Halliday explained that vulcanisers earn moe money in patching tyres of articulated vehicles than those of smaller vehicles.
He maintained that to patch a Mercedes Benz 608 mini-lorry or buses tyres costs N600 per hole, while those of trailers and tankers cost N1,500 per patch.
The artisan told The Tide that those of cars, tricycles and mini-buses whether tubeless or tubes costs N500 per patch, while gauging and pumping of types cost N100 per tyre.
“In this vulcanizing business, I have been able to buy a plot of land and I am married with four children. I have been in this job for the past 25 years and make about N60,000 weekly, especially on the days I vulcanize big tyres,” he said.
He said he used to make about N10,000 to N15,000 a week because he had no equipment for big tyres.
Halliday advised upcoming vulcanisers that the secret of the job was patience, good site and human relations.
Also lending credence, a vulcaniser at slaughter axis of Port Harcourt, Mr. Chinedu Amuramu said that he could make N20,000 on a weekly basis because he worked more on tricycles’ tyres and that of tankers, saying that his workshop was within the tricyle riders’ park.

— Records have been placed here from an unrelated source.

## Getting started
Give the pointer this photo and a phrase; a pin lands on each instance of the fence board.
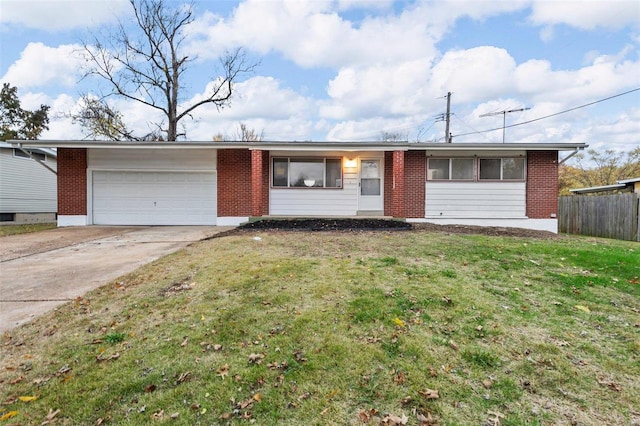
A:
(609, 216)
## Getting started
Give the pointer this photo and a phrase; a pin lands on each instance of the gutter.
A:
(35, 159)
(570, 155)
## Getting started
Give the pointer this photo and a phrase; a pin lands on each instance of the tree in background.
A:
(393, 137)
(599, 168)
(148, 66)
(18, 123)
(99, 120)
(244, 134)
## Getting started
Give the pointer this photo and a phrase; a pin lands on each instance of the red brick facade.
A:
(388, 183)
(243, 182)
(234, 182)
(415, 176)
(72, 181)
(397, 201)
(542, 184)
(259, 183)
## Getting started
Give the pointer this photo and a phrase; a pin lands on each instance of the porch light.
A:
(350, 163)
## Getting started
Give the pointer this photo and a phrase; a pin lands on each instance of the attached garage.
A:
(152, 187)
(154, 198)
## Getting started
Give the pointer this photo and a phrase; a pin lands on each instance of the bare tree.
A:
(244, 134)
(148, 65)
(599, 168)
(393, 136)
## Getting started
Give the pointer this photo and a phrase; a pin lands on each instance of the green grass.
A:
(315, 328)
(6, 230)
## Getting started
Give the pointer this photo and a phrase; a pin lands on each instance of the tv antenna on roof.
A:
(504, 116)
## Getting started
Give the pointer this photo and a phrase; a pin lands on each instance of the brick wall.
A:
(234, 182)
(259, 183)
(388, 183)
(542, 184)
(415, 175)
(398, 201)
(72, 181)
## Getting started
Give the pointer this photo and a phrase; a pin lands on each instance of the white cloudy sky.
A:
(351, 69)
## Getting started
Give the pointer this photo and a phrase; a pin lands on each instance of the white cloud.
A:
(394, 89)
(474, 74)
(40, 65)
(262, 104)
(52, 15)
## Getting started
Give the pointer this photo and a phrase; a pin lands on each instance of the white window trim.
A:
(502, 179)
(476, 169)
(324, 164)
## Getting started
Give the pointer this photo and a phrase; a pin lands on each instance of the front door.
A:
(371, 198)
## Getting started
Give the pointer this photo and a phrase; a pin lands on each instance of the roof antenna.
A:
(504, 116)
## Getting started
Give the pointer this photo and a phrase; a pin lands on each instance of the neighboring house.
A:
(28, 189)
(625, 185)
(226, 183)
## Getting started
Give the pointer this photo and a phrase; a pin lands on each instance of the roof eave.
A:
(304, 146)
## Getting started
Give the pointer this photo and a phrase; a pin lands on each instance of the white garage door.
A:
(154, 198)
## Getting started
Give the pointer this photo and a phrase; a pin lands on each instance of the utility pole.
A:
(504, 117)
(447, 116)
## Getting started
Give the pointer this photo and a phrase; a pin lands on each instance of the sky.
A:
(349, 70)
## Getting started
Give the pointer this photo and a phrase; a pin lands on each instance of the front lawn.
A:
(407, 327)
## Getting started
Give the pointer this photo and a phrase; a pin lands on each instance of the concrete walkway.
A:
(43, 270)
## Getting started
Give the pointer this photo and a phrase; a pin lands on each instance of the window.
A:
(502, 168)
(7, 217)
(450, 169)
(35, 154)
(307, 172)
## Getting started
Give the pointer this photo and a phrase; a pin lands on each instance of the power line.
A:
(550, 115)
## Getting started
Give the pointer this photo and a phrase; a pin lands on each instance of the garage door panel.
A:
(154, 198)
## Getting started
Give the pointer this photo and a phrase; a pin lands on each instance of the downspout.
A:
(36, 160)
(570, 155)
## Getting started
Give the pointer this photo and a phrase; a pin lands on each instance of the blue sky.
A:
(349, 70)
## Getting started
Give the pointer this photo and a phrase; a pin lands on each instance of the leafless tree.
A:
(147, 64)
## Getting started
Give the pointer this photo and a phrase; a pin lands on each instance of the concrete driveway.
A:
(42, 270)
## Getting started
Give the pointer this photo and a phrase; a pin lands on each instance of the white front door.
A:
(371, 197)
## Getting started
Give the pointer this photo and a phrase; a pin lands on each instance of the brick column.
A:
(256, 182)
(398, 207)
(72, 181)
(415, 170)
(542, 184)
(234, 182)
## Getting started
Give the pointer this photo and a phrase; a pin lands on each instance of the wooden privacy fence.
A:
(609, 216)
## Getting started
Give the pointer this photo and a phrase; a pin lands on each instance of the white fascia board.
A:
(305, 146)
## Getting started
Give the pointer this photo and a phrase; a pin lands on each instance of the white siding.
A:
(316, 202)
(475, 199)
(152, 159)
(26, 186)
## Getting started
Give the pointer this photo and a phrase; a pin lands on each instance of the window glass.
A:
(438, 169)
(306, 172)
(513, 168)
(490, 168)
(280, 172)
(334, 173)
(462, 168)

According to him, patching a tricycle tyre goes for N500 or N600 and for mini-bus tyres and every other vehicle is between N1,000 and N1,200.
However Mr. Emmanuel Anietie, at trailer Park, Onne, said that the business was not a fast growing business especially during rainy season. Anietie pointed out that with good character, customers could call them from anywhere within the town to come to their aid whenever they had problems with their tyres.
As he puts it, “I leave my workshop at least twice a week on distress call from my customers and I charge N1,500 for such bail-out calls. Though, it was not easy initially because of the hazardous nature of the job, as at then I could only make N3,000 to N5,000 a day, “ he said.
Another vulcaniser at Lagos Bus Stop, Chris Amadi said that the only challenge facing the business was multiple taxes especially from the Rivers State Waste Management Agency (RIWAMA). Amadi appealed to the agency to reduce the levy, adding that they feed their families from the job.
As he puts it, “we do not have shops and for that, RIWAMA is not supposed to collect such amount of between N1,000 and N1500 from us, they should allow us to pay less than that annually instead of the stipulated sum of N1,500, he said.
Amadi further said that he made between N15,000 to N20,000 on weekly basis as against his earning of N8,000 to N12,000 last year.
He, however, attributed the boom to the rehabilitation of the bad roads in his area of jurisdiction which made motorists to ply through his workshop.